Gut gedacht
Wir entscheiden uns, zunächst die Knallkörper aus dem deutschen Waffenlager zu stibitzen. Dumm nur: Vor dem Zielgebäude wimmelt es von deutschen Soldaten. Natürlich könnten wir das Problem mit unserer Maschinenpistole lösen, wir ziehen jedoch die elegante Methode vor.
Geschickt schleichen wir an einigen Wachen vorbei, andere locken wir mit Steinen in eine unübersichtliche Ecke und strecken sie mit einem lautlosen Nahkampfangriff nieder. Leichen können wir aufnehmen und verstecken. Hat uns ein Feind im Blickfeld, füllt sich ein roter Balken, und wir sollten schnell in Deckung huschen.
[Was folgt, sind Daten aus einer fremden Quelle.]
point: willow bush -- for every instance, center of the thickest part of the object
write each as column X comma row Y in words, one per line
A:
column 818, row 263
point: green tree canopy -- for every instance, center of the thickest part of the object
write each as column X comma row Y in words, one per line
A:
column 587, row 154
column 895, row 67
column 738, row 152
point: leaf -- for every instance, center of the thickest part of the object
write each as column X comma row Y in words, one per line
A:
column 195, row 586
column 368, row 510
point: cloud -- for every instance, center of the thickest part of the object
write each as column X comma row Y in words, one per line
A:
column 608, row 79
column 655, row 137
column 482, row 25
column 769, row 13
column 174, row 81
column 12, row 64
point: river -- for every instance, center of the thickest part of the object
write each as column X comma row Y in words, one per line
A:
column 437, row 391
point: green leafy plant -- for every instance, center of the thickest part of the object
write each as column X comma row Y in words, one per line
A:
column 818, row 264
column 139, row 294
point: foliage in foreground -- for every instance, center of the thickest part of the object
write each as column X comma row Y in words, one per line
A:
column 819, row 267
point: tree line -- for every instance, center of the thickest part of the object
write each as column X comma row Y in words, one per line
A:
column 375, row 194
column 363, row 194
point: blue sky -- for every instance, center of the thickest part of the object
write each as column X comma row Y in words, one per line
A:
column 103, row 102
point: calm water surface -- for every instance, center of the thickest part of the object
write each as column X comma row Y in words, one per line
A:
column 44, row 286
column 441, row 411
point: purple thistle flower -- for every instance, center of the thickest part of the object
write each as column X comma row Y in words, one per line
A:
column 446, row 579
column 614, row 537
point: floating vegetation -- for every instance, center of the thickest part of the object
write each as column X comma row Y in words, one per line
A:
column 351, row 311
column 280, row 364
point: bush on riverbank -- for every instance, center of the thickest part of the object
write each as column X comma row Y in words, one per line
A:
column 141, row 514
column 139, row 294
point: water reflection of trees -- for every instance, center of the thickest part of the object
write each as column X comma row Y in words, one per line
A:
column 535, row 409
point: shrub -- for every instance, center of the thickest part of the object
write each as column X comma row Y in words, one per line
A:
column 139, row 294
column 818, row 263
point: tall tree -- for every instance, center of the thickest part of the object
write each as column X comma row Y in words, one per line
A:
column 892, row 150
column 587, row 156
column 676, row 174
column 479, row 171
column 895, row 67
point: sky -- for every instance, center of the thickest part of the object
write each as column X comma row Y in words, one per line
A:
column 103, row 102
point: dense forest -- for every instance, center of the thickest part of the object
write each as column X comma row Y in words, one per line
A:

Einige Zeit funktioniert unsere Leisetreterei ganz hervorragend, doch dann geschieht das Unvermeidliche: Wir werden entdeckt. Der Alarm schrillt, Gegner stürzen auf uns zu. Uns bleibt nichts übrig, als unsere Waffe sprechen zu lassen - und in diesem Moment verspielt Enemy Front sein Potenzial.
Schlecht gemacht
Für einen halbwegs geübten Shooter-Spieler ist das Aufgebot der Wehrmacht nämlich keine Herausforderung. Das liegt zum einen an der dümmlichen KI, die eifrig bemüht ist, regelmäßig aus jeder Deckung hinauszuspähen, um sich besonders mit Scharfschützengewehren einfach wegfrühstücken zu lassen, zum anderen daran, dass Hawkins zu viel aushält. Daran ändert auch der höchste der drei Schwierigkeitsgrade wenig. Den Anspruch dürfen wir übrigens während der Kampagne nicht anpassen, erfahrene Spieler sollten also gleich auf »Experte« loslegen.
Wer aber einmal erkannt hat, dass er den Gegnerhorden deutlich überlegen ist, der verzichtet fortan auf zeitraubendes Rumgeschleiche. So verkommt Enemy Front zum Simpel-Shooter, in dem wir uns stumpf von Wegpunkt zu Wegpunkt ballern.
Eigentlich bietet uns das Spiel ja viele Möglichkeiten clever vorzugehen, aber warum sollen wir Gegner mit dem Fernglas markieren? Warum die Augen nach interaktiven Levelelementen offen halten, um Stellungen durch umstürzende Bäume oder hereinrauschende LKW zu zerstören? Warum Gegner heimlich mit dem Scharfschützengewehr ausschalten, während unsere Schüsse von knallenden Motoren oder bremsenden Zügen übertönt werden?
Ja, wenn wir diese Optionen nutzen, belohnt uns Enemy Front mit spannenden Situationen und gelungener Atmosphäre, im Hinterkopf wissen wir aber immer, dass der direkte Weg viel schneller, effektiver und leichter wäre. Einige Missionen nehmen uns die Entscheidung ohnehin komplett ab und langweilen mit Levelschläuchen und nervigen Moorhuhnpassagen. Wer hier dann doch mal ins Gras beißt, darf wegen der ungünstig platzierten Speicherpunkte teilweise ganze Abschnitte nochmal spielen.
Die Technik: eine kleine Katastrophe
Was für das gesamte Gameplay gilt, lässt sich auch über die Technik sagen: CI Games hätte die gegebenen Möglichkeiten deutlich besser ausschöpfen müssen. Trotz potenter CryEngine 3 blicken wir auf matschige Texturen und ballern auf polygonarme Soldaten. Obendrein hat Enemy Front mit herben Performanceproblemen zu kämpfen - inklusive aufploppender Umgebungsobjekte und einer auf den Knien kriechende Bildrate.
Vor allem in hektischen Actionsequenzen gerät das Geschehen zunehmend ins Stocken. Ausgefranste Objektkanten und flimmernde Schatten sorgen zudem für ein sehr unruhiges Bild. Das kratzt an der Atmosphäre, ebenso wie die gelegentlichen Soundaussetzer. Immerhin: Der Soundtrack untermalt die Schlachten mit stimmungsvollen Melodien ordentlich.
Am Ende unseres roten Fadens steht also ein Spiel, dessen großes Potenzial nicht nur durch die missratene Balance und das schlechte Missionsdesign, sondern auch durch heftige Technikmacken in großen Teilen verschludert wurde. Schade drum.